Первый год хозяйствования Уфимцева прошел не очень удачно. Правда, колхоз выполнил план по поставкам зерна, мяса, масла, рассчитался с неотложными долгами, но колхозникам выдали только по килограмму — меньше, чем выдавали при Позднине, денег же на трудодни не осталось — все пошли в оплату банковских ссуд.

Зима оказалась непредвиденно длинной: снег выпал на полмесяца раньше обычного, а сошел лишь в конце апреля. Кормов скоту не хватило, особенно сена. Да и откуда сену быть, если лучшие сенокосные поляны были распаханы, а много ли можно набить ручными косами по лесу? Кукурузу еще весной убили заморозки, перепахать ее и посеять овес или рожь на сено поостереглись: вдруг в этом усмотрят пренебрежение к кукурузе. Так и лежала земля с редкими уцелевшими кукурузными будыльями, заросшая молочаем да осотом. И как ни метался Уфимцев в поисках кормов, в колхозе был допущен большой падеж.

Позднин, бывало, с этим бедствием боролся просто: осенью сдавал в мясозаготовки весь скот, кроме маточного поголовья и производителей. Все, что могло еще побыть в хозяйстве, удвоиться или даже утроиться в весе, — шло под нож. Позднина отмечали как передового председателя, а он, подсчитав корма, устанавливал такие нормы кормления оставшемуся поголовью, чтобы только дотянуть до весны. Тут уж было не до высокой продуктивности — о ней и речи не шло.

Год хозяйствования многому научил Уфимцева. Он понял: нельзя вести хозяйство по-старому, как оно шло при Позднине. Надо, чтобы животноводство давало доход, а тут главное дело — корма. Он отказался сеять кукурузу, — она, как показала практика, не росла тут, вымерзала. Вместо кукурузы посеяли подсолнух на силос, он хорошо растет в здешних местах и не боится заморозков. Кроме подсолнуха Уфимцев посеял на сено пятьдесят гектаров овса — овес на сено разрешалось сеять.

Но успех дела, даже при достатке грубых кормов, решал зернофураж. Он — всему голова!

Вот почему радовался Уфимцев нынешнему урожаю. И вот почему тревожило сообщение о том, как его заместитель Векшин обещает колхозникам поделить хлеб.

5

От сруба Уфимцев проехал к правлению колхоза.

Как и утром, улица была пуста, безлюдна — сенокос! — лишь на ступеньках крыльца правления сидели двое: муж и жена Лыткины.

До последнего времени Лыткин пас овец на Дальней заимке, Дашка, жена его, работала в огородном звене, но с началом сенокоса бросила звено, перебралась на заимку к мужу.
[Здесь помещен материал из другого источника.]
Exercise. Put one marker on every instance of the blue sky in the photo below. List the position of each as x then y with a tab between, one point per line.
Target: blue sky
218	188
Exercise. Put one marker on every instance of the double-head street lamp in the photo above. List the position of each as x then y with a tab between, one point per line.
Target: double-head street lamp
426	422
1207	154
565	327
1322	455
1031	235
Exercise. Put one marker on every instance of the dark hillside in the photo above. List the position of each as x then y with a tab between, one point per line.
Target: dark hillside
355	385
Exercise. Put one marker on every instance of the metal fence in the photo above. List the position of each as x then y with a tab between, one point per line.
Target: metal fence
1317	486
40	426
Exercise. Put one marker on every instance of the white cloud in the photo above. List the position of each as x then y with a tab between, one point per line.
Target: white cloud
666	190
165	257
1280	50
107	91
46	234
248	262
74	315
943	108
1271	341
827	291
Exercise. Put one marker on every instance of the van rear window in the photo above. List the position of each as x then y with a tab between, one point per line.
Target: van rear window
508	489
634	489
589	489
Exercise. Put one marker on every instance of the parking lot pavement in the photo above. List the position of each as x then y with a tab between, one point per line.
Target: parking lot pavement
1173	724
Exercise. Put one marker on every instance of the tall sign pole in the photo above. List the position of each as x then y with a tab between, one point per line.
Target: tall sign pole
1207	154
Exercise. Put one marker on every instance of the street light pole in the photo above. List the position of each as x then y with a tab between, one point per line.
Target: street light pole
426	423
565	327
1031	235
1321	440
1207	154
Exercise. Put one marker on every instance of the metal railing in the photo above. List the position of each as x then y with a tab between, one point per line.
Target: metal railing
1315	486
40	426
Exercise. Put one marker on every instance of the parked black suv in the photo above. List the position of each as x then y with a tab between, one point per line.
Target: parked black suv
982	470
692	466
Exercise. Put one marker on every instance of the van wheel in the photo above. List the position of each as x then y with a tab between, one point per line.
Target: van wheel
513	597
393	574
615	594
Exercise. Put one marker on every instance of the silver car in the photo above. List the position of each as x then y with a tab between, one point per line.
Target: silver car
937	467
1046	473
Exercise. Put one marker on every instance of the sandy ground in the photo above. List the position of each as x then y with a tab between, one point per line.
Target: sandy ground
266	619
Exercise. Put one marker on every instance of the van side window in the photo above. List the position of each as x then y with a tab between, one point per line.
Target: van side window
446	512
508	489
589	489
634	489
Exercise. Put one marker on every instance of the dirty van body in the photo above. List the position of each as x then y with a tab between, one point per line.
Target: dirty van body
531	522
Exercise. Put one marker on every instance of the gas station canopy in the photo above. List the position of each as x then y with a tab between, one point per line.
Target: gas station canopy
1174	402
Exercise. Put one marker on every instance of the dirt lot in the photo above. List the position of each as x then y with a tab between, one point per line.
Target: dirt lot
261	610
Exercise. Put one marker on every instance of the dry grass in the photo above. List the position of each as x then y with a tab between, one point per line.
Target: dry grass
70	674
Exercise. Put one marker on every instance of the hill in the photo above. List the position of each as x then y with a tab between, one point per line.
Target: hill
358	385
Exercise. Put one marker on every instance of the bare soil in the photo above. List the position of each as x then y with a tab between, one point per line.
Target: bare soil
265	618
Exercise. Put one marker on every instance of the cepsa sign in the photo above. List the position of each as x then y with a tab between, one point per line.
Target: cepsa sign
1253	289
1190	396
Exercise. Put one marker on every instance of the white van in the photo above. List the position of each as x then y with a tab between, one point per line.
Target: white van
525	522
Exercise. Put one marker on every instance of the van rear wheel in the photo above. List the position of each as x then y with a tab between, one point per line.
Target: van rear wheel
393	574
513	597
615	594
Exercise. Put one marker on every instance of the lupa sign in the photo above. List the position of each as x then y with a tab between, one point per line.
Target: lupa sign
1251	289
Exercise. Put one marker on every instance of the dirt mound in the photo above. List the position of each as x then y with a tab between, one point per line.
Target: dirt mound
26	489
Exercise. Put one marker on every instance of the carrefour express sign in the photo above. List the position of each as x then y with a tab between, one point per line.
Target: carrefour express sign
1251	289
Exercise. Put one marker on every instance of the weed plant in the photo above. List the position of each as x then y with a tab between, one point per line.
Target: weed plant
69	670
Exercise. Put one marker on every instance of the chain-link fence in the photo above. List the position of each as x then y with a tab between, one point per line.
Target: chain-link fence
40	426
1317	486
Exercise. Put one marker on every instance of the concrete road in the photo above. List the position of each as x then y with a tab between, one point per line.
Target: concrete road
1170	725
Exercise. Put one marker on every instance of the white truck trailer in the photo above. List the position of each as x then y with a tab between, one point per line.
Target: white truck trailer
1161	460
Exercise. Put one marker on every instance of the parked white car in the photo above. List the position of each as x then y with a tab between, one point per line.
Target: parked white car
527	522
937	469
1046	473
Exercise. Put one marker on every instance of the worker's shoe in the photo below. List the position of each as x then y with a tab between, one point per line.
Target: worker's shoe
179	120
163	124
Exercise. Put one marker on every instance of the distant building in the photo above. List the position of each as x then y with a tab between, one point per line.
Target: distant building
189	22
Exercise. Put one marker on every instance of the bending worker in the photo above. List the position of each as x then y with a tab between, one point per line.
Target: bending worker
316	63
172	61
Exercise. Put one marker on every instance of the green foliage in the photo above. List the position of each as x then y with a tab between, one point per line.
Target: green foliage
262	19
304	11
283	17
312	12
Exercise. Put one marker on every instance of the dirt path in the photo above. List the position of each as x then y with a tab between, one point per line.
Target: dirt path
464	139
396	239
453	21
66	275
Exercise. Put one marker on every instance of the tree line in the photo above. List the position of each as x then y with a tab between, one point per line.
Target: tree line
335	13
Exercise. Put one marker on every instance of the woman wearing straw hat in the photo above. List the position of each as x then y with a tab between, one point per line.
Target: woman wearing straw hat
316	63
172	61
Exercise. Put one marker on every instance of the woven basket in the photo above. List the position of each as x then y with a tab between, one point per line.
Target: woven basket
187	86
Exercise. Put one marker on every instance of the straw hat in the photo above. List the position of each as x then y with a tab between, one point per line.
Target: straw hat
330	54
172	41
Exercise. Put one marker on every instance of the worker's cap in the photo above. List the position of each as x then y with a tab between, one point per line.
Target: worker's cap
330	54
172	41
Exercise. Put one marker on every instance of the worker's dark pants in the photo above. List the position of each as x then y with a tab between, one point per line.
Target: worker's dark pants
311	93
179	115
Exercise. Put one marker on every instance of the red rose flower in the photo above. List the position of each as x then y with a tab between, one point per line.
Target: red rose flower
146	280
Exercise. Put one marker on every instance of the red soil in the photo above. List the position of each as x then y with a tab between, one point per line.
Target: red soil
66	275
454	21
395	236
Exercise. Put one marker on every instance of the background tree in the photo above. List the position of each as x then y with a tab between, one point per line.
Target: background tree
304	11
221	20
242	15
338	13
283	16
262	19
Оставив овец на подпаска, мальчишку тринадцати лет, их племянника, Лыткины пошли по оврагам, межам и перелескам косить траву, сушить ее на взлобках, ставить копешки.

Векшин нарочно ездил на заимку, чтобы вернуть Дашку в звено, — она не послушалась. Вызывали в правление Лыткина, предупреждали об ответственности за овец, однако и это ни к чему не привело.

Тогда правление решило: накошенное сено изъять, обоих снять с работы и вынести на собрание вопрос об исключении их из колхоза.

Когда мотоцикл Уфимцева ткнулся в стену дома и, чихнув, замолк, Лыткины торопливо встали, но Уфимцев прошел мимо, не взглянув.

В правлении стояла тишина, лишь пощелкивала на счетах бухгалтер Стенникова — седеющая женщина с гладко причесанными волосами, собранными на затылке в небольшой узелок; она молча кивнула на приветствие вошедшего Уфимцева и продолжала работать, дав понять, что сейчас освободится. Уфимцев присел и тут же обернулся на стук: в комнату входили Лыткины.

— Ну что еще? — недовольно спросил Уфимцев, глядя через плечо на Дашкины ноги, обутые в стоптанные ботинки; потом перевел взгляд на застиранную юбку, на тесную старенькую кофту. «Нарочно так вырядилась», — с неприязнью подумал он.